Projet de décret fixant les règles et procédures applicables à la destruction de haies
Consultation du 25/11/2025 au 16/12/2025 - 12022 contributions
Ce projet de décret est pris en application de la loi n°2025-268 du 24 mars 2025 d’orientation pour la souveraineté alimentaire et le renouvellement des générations futures (dite loi « OSARGA »). L’article 37 de cette loi a introduit dans le code de l’environnement un dispositif de protection et de gestion durable des haies codifié aux articles L. 412-21 à L. 412-27.

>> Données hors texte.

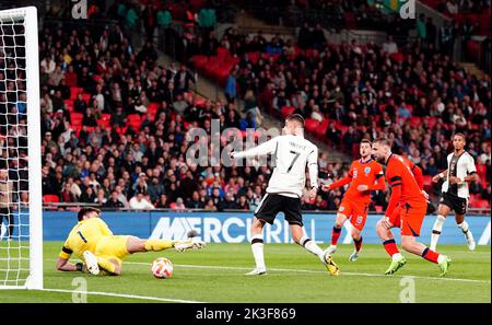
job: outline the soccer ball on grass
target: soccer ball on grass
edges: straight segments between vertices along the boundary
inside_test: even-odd
[[[157,279],[167,279],[173,276],[173,263],[165,257],[159,257],[152,263],[152,275]]]

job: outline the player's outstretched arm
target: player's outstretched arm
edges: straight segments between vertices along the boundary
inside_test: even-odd
[[[350,175],[348,175],[337,182],[331,183],[330,185],[323,185],[323,190],[332,190],[337,187],[350,184],[350,182],[352,182],[352,177]]]
[[[83,272],[84,271],[84,265],[82,263],[73,264],[70,263],[68,259],[58,257],[57,258],[57,270],[60,271],[68,271],[68,272]]]
[[[432,182],[437,183],[440,179],[446,179],[447,178],[447,170],[444,172],[438,173],[434,177],[432,177]]]

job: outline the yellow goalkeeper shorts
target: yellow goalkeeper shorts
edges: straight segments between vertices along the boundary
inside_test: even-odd
[[[121,265],[122,259],[130,255],[127,251],[129,236],[104,236],[96,245],[95,255],[106,259],[116,259]]]

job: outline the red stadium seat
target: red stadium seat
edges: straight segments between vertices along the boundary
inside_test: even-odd
[[[97,124],[103,129],[110,129],[112,128],[112,115],[110,114],[102,114],[101,118],[97,120]]]
[[[83,92],[84,90],[79,86],[72,86],[70,88],[70,100],[77,100],[77,96]]]
[[[429,117],[425,117],[425,119],[427,120],[430,129],[432,129],[437,124],[437,117],[435,117],[435,116],[429,116]]]
[[[71,113],[70,114],[72,126],[81,126],[82,119],[84,118],[84,115],[82,113]]]
[[[295,107],[292,107],[292,106],[283,106],[283,107],[281,108],[282,117],[285,117],[285,116],[289,116],[289,115],[293,114],[294,111],[295,111]]]
[[[316,129],[316,136],[320,139],[326,137],[326,130],[328,129],[328,125],[330,124],[330,120],[328,118],[325,118],[320,124],[319,127]]]
[[[63,103],[69,112],[73,111],[73,100],[63,100]]]
[[[90,103],[90,101],[91,101],[91,94],[82,94],[82,101],[84,101],[85,103],[89,103],[89,104],[91,104]]]
[[[259,51],[250,51],[248,53],[248,57],[249,60],[251,61],[253,65],[256,65],[256,62],[258,62],[260,54]]]
[[[192,57],[192,65],[197,70],[203,69],[203,67],[209,61],[209,57],[207,56],[194,56]]]
[[[60,198],[58,195],[52,194],[46,194],[43,196],[43,202],[45,204],[58,204],[60,201]]]
[[[319,120],[314,118],[306,118],[304,126],[308,132],[314,134],[319,126]]]
[[[412,128],[418,127],[421,124],[420,117],[419,116],[412,116],[409,119],[410,126]]]
[[[229,58],[231,54],[229,53],[229,49],[226,49],[225,47],[219,47],[216,49],[216,57],[221,60],[225,60]]]

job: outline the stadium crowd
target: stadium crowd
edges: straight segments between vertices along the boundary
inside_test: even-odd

Afin de renforcer la préservation des haies et de maintenir le linéaire planté, l’objectif de ce dispositif est de simplifier et unifier les procédures administratives applicables aux projets de destruction de haies, en créant une déclaration unique préalable (ou, le cas échéant, une autorisation unique), avec une compensation systématique et au moins équivalente.
Commentaires
Le décret envisagé soulève de sérieuses inquiétudes quant à la préservation des haies, éléments pourtant essentiels de la biodiversité et des paysages agricoles. En instaurant un traitement largement automatisé des demandes de destruction, il ouvre la voie à des décisions prises sans analyse suffisante des situations locales, augmentant ainsi le risque d’erreurs et rendant les suppressions de haies plus faciles qu’auparavant.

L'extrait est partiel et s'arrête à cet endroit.